彼女の話

 彼女の話は非常に興味深いものだった。


 まず、ここは間違いなく天国であり自分も半年前に死んだばかりだということ。天国では、現実世界の感覚で約3年ほど滞在することができ、その際は自分の好きな年齢の姿で居られること。そして、仏教徒が長い修業の末に得られる解脱のような、すべての苦しみから開放されたような心境で過ごせること。最後に、いくらかの制限はあるものの自由自在にモノを生み出す力が使えること。


 そのような天国にまつわる知識を木村に分かりやすく説明してくれた。最初のベタすぎる挨拶には面食らったものの、どうやら彼女は親切な人間であるらしい。そして、彼女は先を続けた。


「実はね、天国がこんな……ラスベガスみたいになってしまったのはわりと最近なの」


 どうやらラスベガスっぽいという自覚はあったらしい。


 *


 彼女の話をまとめるとこういうことだった。


 彼女が天国に訪れたタイミングでは、天国はほとんど何も無いようなところだったという。


「例えるなら、最低限のイスやテーブルが置かれた公園といったところかしら」と彼女。


 天国に来た人間は、事故死などの例を除けば長い人生を終えた人ばかりであり、そうした人たちが解脱のような苦しみから開放された心になると、ただ座って安らかに過ごすようになるらしい。稀に自由自在にモノを生み出す力を使っていろいろと試してみる人も居たものの、途中で飽きてしまうのか結局は他の人たちと同じように過ごすようになるという。


「これが天国パワーってやつなのかしらね」と彼女。


 木村は、彼女が死んだ時に何歳であったのかが気になってきたが、さすがにそれを尋ねるのは不躾であるような気がして黙っていることにした。


 そんな天国に変化が訪れたのは、生きた人間が天国に訪れたという歴史的な事件によってだった。


「最初は本当に驚いたわよ、幽霊にでも出会ったのかと思ったくらい」


 死んだ人間が『幽霊』などと口にするのも変な気がしたが、木村は黙って話を聞き続けることにした。


 彼女の話によると、天国へ訪れる人が増えていくにつれ、天国にいる人達は少しでも『おもてなし』をしようと考えたらしい。さすがに天国に来て、イスとテーブルだけある公園みたいな空間だけ、というのはあまりに忍びないという意見が多く出たそうだ。

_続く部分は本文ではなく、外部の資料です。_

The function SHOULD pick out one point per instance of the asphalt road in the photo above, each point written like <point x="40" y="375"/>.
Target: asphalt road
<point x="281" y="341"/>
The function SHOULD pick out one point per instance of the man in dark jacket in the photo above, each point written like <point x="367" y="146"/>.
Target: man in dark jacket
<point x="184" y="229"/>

「ほら、私達ってこうやって自由にモノを生み出せるわけでしょ」


 彼女はそういって、手のひらの上に何かを生み出した。木村はいきなりの出来事にやや面食らいながらも彼女に訪ねた。


「それは何?」


「天国まんじゅうだけど。食べる?」


 彼女のセンスは相変わらずどこかズレているように感じたが、今回は話がつながっていた。

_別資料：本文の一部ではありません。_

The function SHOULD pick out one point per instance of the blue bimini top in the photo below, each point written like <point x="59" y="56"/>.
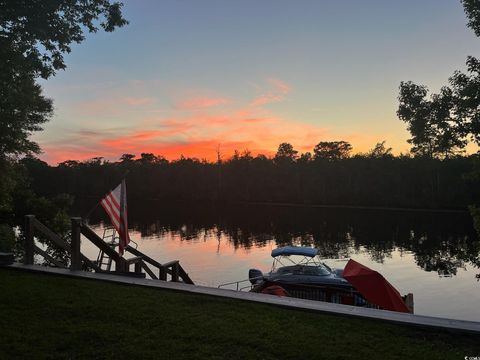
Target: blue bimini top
<point x="294" y="250"/>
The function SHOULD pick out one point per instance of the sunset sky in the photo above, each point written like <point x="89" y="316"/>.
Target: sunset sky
<point x="193" y="76"/>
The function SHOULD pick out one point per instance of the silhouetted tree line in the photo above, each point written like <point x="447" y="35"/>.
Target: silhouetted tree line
<point x="440" y="242"/>
<point x="329" y="176"/>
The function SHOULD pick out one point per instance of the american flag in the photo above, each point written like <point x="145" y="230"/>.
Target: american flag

「最初は温泉を作ったのよ。たまたまその時に天国に多く滞在していたのが日本人だったこともあってね。元より『おもてなし』をしたいと言い出したのも日本人グループからだったしね」


 そしてせっかくだから名物っぽいものも作りたいということで、温泉の熱で作られた「天国まんじゅう」も一緒に作られたらしい。


「これが意外と評判良くてね!」と嬉しそうに彼女。


 彼女も生前には温泉が好きだったのかもしれないと木村は思った。


「ただ、そこからが問題だったのよね」


 その後の顛末をまとめると次のようであるようだ。


 その『おもてなし』に感化された天国の人たちは、こぞって色々な施設を作り、現世の人たちをもてなそうとし始めた。なにせ天国には世界中の人間が集まっているわけなので、作りたい施設は無限にあり、しかも自由自在にモノを生み出せてしまうということもあって、天国の世界は混沌としか言いようがない様相を極めたらしい。


「あれはあれでドン・キホーテみたいで面白かったけれどね」と彼女。


 しかし、さすがにあまりにも秩序というものが欠けていたので、いっそのこと観光地として都市のようにしてしまえばよいのでは、という意見が出始めた。賛否両論あったものの、この案は可決されて1つの都市のようなものが作られることになった。しかし、それでどうしてラスベガスっぽい様相になってしまったのかはよく覚えていないという。


 木村はここまでの話を聞いて、ようやく目の前に広がるラスベガスのような都市について納得がいった。


「イスとテーブルだけで過ごしていた人たちが、どうしてここまで築き上げてしまったのかしらね……現世の人たちの煩悩が移っちゃったのかしら?」


 彼女は最後にそんな本気なのか冗談なのか分かりかねることを言って話を締めくくった。